Déplacement de la route côtière et restauration de la plage de Cap-des-Rosiers

Cherchant à régénérer le milieu naturel détérioré de la plage de Cap-des-Rosiers et à éliminer les coûts d’entretien et de réparation des infrastructures et de la route côtières fréquemment endommagées, Parcs Canada a fait appel à WSP. L’agence nous a demandé de réaliser une étude de l’hydrodynamique des processus côtiers, puis de concevoir plusieurs solutions de restauration dans le but de réduire la submersion et l’érosion causées par la hausse du niveau de la mer.

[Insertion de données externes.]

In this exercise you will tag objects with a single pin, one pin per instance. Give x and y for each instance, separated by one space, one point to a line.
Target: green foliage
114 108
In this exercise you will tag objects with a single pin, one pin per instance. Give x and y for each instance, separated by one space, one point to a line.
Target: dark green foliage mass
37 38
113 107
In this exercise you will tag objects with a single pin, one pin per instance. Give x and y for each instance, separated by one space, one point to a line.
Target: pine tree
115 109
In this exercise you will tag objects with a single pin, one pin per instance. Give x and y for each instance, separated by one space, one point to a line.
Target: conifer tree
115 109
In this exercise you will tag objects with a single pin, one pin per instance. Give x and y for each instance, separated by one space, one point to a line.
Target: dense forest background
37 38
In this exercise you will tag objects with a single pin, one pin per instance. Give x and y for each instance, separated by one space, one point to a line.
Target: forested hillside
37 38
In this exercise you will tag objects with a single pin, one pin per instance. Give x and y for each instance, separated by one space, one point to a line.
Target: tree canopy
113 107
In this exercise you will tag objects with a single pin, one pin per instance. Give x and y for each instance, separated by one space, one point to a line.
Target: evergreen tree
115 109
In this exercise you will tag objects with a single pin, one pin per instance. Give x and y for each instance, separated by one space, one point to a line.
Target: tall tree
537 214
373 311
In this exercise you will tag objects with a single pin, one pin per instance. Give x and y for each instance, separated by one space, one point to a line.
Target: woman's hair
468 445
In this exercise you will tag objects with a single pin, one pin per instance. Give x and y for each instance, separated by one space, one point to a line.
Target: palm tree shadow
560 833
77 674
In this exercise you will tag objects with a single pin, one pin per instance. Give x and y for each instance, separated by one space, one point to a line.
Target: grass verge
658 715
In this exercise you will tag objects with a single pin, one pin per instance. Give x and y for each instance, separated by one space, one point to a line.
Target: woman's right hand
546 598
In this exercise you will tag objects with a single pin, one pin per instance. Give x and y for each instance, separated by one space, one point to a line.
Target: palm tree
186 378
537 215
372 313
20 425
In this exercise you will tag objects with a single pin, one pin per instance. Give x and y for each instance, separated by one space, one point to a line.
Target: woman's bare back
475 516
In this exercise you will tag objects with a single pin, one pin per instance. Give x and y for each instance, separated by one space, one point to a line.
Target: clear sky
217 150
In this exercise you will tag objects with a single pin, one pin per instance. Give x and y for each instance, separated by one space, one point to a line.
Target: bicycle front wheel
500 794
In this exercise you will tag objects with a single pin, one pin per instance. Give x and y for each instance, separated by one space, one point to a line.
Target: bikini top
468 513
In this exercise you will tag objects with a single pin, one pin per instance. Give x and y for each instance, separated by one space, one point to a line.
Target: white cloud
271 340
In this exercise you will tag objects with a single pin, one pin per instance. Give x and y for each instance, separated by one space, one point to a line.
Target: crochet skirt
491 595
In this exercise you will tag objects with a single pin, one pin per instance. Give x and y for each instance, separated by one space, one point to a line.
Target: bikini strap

Consciente des coûts environnementaux et financiers liés à l’entretien et à la réparation des routes et des infrastructures du littoral de la plage de Cap-des-Rosiers, Parcs Canada a décidé de déplacer la route côtière et de régénérer le milieu naturel dans le cadre d’un projet de réhabilitation de trois ans. Comme il fallait déménager une route et un monument en plus d’effectuer des travaux de restauration, Parcs Canada a demandé à WSP de réaliser l’étude de l’hydrodynamique de la zone et de concevoir des solutions durables pour préserver la plage et les infrastructures du parc à long terme.

 

Conséquences des changements climatiques sur les infrastructures côtières

Construite en 1927, la route entre la plage et le phare était fréquemment endommagée par les marées de vive-eau et les violentes tempêtes à la force décuplée par les changements climatiques. Malgré les nombreux travaux de protection du littoral effectués au fil des ans, notamment l’installation d’un nouvel enrochement le long du littoral de 2 km en 1980, Parcs Canada devait assumer des coûts élevés d’entretien et de réparation. Il était également évident que la construction de la route et les travaux de protection avaient successivement contribué à aggraver les effets de l’érosion, dégradant l’environnement et menaçant l’intégrité des éléments culturels et naturels de la plage de Cap-des-Rosiers. C’est pourquoi Parcs Canada avait décidé de déplacer les infrastructures côtières et de démolir la route pour en construire une nouvelle à 200 m du rivage.

 

Notre approche

Le projet s’est déroulé en trois phases :

Phase 1 – Étude de l’hydrodynamique du littoral de l’anse du cap des Rosiers
Phase 2 – Préparation de la conception et des caractéristiques techniques de la solution de restauration
Phase 3 – Supervision de la construction et administration des contrats

À la phase 1, au moyen d’une modélisation des vagues et d’un modèle de transport des sédiments du littoral, notre équipe a étudié l’hydrodynamique de la zone côtière afin de caractériser l’hydrodynamique et la qualité des sédiments. Nous avons évalué les effets de l’élimination de l’enrochement et déterminé le risque d’érosion et de submersion de la côte à long terme. Pour chaque option de restauration, nous avons tenu compte de la nécessité d’améliorer le potentiel de reproduction des capelans du littoral. Nous avons également évalué les répercussions des solutions proposées sur divers éléments tels que le port et les marais des environs.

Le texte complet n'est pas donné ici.